Sunday, March 18, 2012

Garmin Oregon 600 series gets GLONASS, customizable buttons, 8MP camera, battery options & multi-touch display

Garmin Oregon 650t

The newly announced Garmin Oregon 650t

UPDATERead our hands on Garmin Oregon 650 review.

As we predicted, Garmin is updating their Oregon handheld line by adding GLONASS capabilities. But they didn’t stop there; the newest Oregons have a bevy of new features and improvements. Read on for the details.


We’re in love with the awesome accuracy of the newest eTrex units, and now Garmin has brought GLONASS support to the Oregon series. According to Garmin:

When using GLONASS satellites, the time it takes for the receiver to “lock on” to a position is (on average) approximately 20 percent faster than using GPS. And when using both GPS and GLONASS, the receiver has the ability to lock on to 24 more satellites than using GPS alone.

Garmin Oregon 600 series screenshots

Garmin Oregon 600 series screenshots

Updated form factor and customizable buttons

As you can see above, the Oregon series is getting a style refresh too. The new models are 1/10″ inch thinner and 1/10″ wider. It’s also slightly (0.6 ounces) heavier.  One question I haven’t had answered yet is what that is on the lower right front corner of the unit.

The new models are getting “customizable buttons for one-touch image capture and waypoint marking.” Since it appears that there is only one new button, I’m assuming they have also added power button customization, a la the Montana series.

Garmin Oregon 600 series side rear views

Garmin Oregon 600 series side and rear views

Multi-touch, capacitive touchscreen

The new models will allow you to zoom, pan and rotate the map using multi-touch. Also noteworthy, this is Garmin’s first handheld to feature a ruggedized capacitive touchscreen (previous models were resistive). And according to the news release:

The reflective display technology boosts touchscreen brightness so much, maps and displays are as vivid in full bright sunlight as they are in shade…Oregon uses the sun’s light to produce a display that is twice as bright compared to the previous models and works with many types of gloves.

Note that while it says this is a reflective screen, that may be dumbed down, as I’ve been told it is in fact a transflective TFT screen.

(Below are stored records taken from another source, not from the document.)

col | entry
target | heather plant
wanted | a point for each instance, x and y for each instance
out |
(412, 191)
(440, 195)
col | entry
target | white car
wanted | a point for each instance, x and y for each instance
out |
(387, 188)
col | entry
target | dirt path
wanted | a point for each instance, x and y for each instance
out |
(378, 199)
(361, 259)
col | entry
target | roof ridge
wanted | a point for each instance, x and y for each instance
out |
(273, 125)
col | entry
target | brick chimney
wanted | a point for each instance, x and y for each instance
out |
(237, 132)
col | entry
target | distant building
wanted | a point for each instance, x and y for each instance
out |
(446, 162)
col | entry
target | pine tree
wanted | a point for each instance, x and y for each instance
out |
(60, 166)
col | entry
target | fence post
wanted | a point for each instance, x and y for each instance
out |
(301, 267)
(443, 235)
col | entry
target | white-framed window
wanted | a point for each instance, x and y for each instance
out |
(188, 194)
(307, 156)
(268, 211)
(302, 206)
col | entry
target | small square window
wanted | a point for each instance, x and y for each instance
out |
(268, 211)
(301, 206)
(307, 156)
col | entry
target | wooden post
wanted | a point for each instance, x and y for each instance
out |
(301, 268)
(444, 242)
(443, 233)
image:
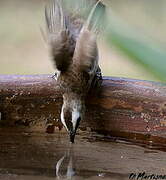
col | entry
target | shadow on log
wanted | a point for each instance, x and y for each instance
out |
(124, 108)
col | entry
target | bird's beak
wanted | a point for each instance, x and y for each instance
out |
(72, 136)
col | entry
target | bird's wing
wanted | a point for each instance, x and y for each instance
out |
(61, 43)
(86, 51)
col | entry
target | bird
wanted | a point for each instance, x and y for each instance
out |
(72, 28)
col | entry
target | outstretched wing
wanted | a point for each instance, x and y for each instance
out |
(86, 51)
(61, 42)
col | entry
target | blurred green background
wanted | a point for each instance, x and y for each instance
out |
(134, 44)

Dual orientation display and nuvi mode

The 600 series can be viewed in portrait or landscape mode and it is also getting a nuvi mode for highway navigation, just like the Montana series.

Garmin Oregon nuvi mode

Garmin Oregon 600 series in landscape nuvi mode

Other interface changes

  • One change is the addition of a couple more data fields to the recreational dashboard
  • The trip computer  now offers multiple pages of data fields, each customizable to 1 of 4 layouts: 2 large, 1 large and 4 small, 6 small or 8 small
  • Advanced Waypoint Management – All data is displayed and editable on one screen; delete one or multiple waypoints at a time from the Waypoint Manager menu
  • Shortcuts – Launch apps, switch Profiles, apply settings and start navigating with one touch

There is also a new “full track view,” although I haven’t quite figured out how this differs from what we have now:

Also new to the Oregon is the full track view—where users will see the entire elevation plot and quickly move their zoomed view to any place on the plot. Future plot uses users’ mapping data to show them what to expect ahead.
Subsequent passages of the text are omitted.